Pages from the Behavior Notebook:
Television and the Inuit Sled Dog
by Sue Hamilton
We recently received the following from Jill Pinkwater who, with her husband Daniel, owns a female out of one of the dogs we brought down pregnant from Pond Inlet. Jill said, "Lulu is a big television watcher. She loves the animal channel -- floppy eared dogs looking like Maxine [a yellow labrador retriever] excite her as do wolves. However, we bought her some tapes of wolf documentaries when she was younger. She recognizes wolves she's already seen -- watches them calmly. New wolves get her very excited. She likes sea mammals very much but does not look at snakes on the screen. Anyone having trouble believing this can come watch with her. Lately, Lulu has become fond of certain cartoons and she LOVES the Teletubbies. I am not kidding. She gets very excited and tries to get inside the TV with them. Go figure." And quite independently from Jill's communication, Carlo Obligato, who owns a litter sister to Lulu, wrote, "Baffin was first drawn to the TV from the sounds emanating therefrom. However, thereafter she appeared to actually be able to discern the images and began talking back. This is not uncommon when she hears wildlife sounds from any number of nature shows we have viewed on TV."
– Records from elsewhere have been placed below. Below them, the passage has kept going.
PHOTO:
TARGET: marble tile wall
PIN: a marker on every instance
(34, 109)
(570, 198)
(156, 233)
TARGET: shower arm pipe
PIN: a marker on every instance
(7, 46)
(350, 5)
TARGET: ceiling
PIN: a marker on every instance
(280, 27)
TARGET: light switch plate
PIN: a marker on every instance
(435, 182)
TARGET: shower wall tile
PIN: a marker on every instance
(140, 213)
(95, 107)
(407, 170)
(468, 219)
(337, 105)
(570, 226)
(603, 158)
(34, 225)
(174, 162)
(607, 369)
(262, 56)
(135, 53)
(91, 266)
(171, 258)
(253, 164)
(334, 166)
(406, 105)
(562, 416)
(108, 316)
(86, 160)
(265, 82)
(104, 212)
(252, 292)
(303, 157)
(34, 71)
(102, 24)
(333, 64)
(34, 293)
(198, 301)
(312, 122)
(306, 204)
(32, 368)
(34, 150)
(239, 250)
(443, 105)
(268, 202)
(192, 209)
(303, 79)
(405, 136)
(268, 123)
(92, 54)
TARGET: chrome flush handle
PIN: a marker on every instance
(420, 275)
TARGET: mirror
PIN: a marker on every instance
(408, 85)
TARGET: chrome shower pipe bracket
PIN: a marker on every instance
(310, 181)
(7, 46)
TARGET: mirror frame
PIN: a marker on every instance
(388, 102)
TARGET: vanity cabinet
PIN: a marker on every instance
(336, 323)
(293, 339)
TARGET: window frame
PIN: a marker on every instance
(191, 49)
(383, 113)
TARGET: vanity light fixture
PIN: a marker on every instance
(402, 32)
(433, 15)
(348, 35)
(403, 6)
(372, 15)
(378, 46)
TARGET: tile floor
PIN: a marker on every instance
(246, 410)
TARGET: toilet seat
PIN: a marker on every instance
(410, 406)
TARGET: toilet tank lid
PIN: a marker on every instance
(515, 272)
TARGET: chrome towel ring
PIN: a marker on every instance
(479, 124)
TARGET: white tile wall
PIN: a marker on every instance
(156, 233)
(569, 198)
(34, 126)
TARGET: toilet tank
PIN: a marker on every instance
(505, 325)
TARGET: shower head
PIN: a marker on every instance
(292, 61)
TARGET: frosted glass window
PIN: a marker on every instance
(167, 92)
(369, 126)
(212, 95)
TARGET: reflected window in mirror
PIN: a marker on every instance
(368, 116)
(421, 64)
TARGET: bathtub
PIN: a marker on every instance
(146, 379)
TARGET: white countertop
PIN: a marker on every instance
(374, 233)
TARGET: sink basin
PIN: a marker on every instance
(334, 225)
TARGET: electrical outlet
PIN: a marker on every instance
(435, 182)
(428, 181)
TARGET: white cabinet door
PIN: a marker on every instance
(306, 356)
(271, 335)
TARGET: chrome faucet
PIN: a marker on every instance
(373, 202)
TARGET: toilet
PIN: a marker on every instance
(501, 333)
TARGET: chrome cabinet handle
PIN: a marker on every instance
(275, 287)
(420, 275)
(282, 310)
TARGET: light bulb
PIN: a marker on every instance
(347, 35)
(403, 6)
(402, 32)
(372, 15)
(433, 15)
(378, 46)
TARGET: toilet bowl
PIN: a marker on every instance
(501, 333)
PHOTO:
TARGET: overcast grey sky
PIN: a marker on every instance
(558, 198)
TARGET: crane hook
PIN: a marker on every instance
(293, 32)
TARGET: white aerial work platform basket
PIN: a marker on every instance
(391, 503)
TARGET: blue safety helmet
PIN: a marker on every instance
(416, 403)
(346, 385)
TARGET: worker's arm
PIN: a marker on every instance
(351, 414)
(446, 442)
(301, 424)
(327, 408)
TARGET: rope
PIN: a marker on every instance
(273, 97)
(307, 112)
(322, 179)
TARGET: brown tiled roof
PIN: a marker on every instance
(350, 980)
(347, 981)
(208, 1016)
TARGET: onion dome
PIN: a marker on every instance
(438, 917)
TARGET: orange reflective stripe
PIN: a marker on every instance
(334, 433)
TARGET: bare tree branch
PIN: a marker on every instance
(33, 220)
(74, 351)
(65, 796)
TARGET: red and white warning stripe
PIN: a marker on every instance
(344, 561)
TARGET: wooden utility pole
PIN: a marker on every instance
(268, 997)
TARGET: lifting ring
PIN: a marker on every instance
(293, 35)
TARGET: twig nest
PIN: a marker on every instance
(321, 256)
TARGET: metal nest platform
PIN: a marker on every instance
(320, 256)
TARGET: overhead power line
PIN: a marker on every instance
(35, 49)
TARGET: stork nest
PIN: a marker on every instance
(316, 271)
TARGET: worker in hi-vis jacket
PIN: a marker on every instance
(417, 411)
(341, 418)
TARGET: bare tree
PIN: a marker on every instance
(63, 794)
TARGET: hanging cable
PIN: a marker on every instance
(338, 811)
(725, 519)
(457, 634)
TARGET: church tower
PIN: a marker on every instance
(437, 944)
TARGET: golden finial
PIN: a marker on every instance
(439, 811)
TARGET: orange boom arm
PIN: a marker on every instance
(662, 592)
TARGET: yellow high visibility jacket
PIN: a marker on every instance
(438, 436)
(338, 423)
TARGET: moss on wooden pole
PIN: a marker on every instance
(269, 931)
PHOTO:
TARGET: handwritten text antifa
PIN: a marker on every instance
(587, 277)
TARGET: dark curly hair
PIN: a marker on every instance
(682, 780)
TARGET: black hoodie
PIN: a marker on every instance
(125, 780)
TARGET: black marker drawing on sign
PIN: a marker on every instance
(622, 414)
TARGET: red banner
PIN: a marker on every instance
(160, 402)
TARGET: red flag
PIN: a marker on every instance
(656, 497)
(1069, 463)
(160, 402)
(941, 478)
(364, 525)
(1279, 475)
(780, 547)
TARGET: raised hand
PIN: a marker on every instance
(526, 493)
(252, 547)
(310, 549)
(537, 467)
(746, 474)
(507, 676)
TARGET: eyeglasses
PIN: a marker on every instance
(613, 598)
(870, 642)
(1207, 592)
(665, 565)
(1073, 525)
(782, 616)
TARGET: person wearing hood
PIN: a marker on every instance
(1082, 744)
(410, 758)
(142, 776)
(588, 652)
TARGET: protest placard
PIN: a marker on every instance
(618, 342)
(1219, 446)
That dogs watch television is not so unusual. Yet 3 or 4 our our ISDs have been reported to take a great interest in the boob tube, especially when nature shows are on. More may be interested in TV, if permitted to lounge in front of it. Perhaps what seems to make this interest in television unusual is that these 3 or 4 people have had many other dogs of various breeds over the years who didn't watch TV. Wondering if there was something characteristic of the breed to which TV watching can be attributed, I consulted with Laurie Hiestand who holds a PhD in animal behavior. Her principle work and her doctoral thesis involved comparing the behavior of wolves and domestic dogs. When I asked Laurie if what has been reported may be breed specific behavior, she replied, "Re the TV watching, I haven't heard anything about it, but it wouldn't surprise me if it was breed specific. In my thesis I speculate that more wolf-like dogs would be more attentive visually, though I was discussing primarily attention to vertical objects. But I wouldn't be surprised if this was also true of any kind of movement, even movement unassociated with scent cues (however, it is interesting that ISDs that are so explorative in an olfactory way should be riveted by two dimensional movement in the absence of scent cues). And why primarily nature shows? Try putting Oprah on once and see how they like it - or maybe you better not, in case they do!"
I'd like to hear from those of you whose Inuit Dogs are fascinated by television and what does and does not hold their attention.